Abstract
Although it has been widely known that extracellular signal-regulated kinase (ERK) pathway stimulates cell growth and have a protective effect from cell death, recent findings propose pro-apoptotic action of ERK phosphorylation. Since it was found that Vitamin K3 (VK3) or its analog was a potent growth inhibitor and inducer for ERK phosphorylation through specific pathway in cancer cell line, the critical role of ERK phosphorylation in growth inhibitory actions can be discussed. VK3 induced receptor tyrosine phosphorylation and occurred at growth inhibitory concentrations. The phosphorylation of growth factor receptor by VK3 was indicated to be functional, since these were connected with growth factor receptor-bound protein 2 (Grb2) and SOS1. The growth factor stimulated to induce cyclin D1 protein and increase DNA contents. In addition, ERK inhibitor antagonized increase of cyclin D1, suggesting that ERK phosphorylation by growth factor might play an essential role for cell growth.
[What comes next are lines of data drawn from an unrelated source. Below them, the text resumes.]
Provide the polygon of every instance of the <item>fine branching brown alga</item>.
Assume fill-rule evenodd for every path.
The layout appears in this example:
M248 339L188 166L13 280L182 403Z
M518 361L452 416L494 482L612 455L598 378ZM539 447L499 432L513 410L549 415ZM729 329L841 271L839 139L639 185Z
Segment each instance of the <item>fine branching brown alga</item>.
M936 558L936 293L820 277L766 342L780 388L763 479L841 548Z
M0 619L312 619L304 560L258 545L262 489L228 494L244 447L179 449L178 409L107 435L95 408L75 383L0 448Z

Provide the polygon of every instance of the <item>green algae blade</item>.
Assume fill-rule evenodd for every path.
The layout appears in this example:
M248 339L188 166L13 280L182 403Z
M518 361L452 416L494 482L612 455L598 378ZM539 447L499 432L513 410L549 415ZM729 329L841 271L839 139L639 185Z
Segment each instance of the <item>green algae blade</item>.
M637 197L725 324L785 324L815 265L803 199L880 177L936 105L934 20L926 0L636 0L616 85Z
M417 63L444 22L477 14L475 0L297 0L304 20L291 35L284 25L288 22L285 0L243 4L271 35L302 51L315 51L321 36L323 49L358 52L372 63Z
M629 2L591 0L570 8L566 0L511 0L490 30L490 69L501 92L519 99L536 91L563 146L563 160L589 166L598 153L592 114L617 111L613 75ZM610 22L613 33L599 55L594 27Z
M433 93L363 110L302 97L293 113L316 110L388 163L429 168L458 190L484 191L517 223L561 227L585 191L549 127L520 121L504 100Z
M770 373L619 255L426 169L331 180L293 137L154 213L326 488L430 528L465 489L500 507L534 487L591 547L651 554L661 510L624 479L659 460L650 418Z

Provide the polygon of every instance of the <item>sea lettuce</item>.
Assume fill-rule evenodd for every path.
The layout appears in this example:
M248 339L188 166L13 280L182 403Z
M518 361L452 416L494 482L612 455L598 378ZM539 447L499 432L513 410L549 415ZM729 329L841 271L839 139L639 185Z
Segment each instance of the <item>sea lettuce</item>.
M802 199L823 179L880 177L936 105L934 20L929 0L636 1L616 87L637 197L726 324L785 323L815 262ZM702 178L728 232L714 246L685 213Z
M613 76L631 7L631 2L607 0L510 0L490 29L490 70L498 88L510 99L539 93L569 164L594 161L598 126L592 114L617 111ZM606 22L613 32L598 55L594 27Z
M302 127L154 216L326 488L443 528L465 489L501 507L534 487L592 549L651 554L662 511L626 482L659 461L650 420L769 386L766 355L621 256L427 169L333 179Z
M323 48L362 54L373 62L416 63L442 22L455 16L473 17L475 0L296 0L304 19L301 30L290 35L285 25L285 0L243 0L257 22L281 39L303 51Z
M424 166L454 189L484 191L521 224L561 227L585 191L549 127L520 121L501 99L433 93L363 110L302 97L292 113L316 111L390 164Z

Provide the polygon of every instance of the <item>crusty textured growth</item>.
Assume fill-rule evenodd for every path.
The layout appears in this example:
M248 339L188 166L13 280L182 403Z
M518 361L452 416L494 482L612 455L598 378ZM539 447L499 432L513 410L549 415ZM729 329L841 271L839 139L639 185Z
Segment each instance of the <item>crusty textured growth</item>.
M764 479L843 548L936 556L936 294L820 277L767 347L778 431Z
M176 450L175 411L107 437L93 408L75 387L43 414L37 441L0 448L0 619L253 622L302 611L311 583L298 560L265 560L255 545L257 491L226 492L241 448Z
By contrast, ERK phosphorylation by VK3 was more prolonged and intense than the signal induced by growth factors and the antagonize ERK phosphorylation protected from growth inhibition by VK3. The additional and extra ERK spot by VK3, compared with those obtained from growth factor, was detected on two dimensional gels, and this was completely and selectively antagonized by ERK inhibitor. Therefore, the overexpressed ERK phosphorylation was suggested to originate from the additional spot, which played a critical role in growth inhibitory action, despite ERK phosphorylation by growth factor had an essential association with cell growth. The new approach to consider the signal transduction can be one of the most favorite strategies for cancer therapy in the future.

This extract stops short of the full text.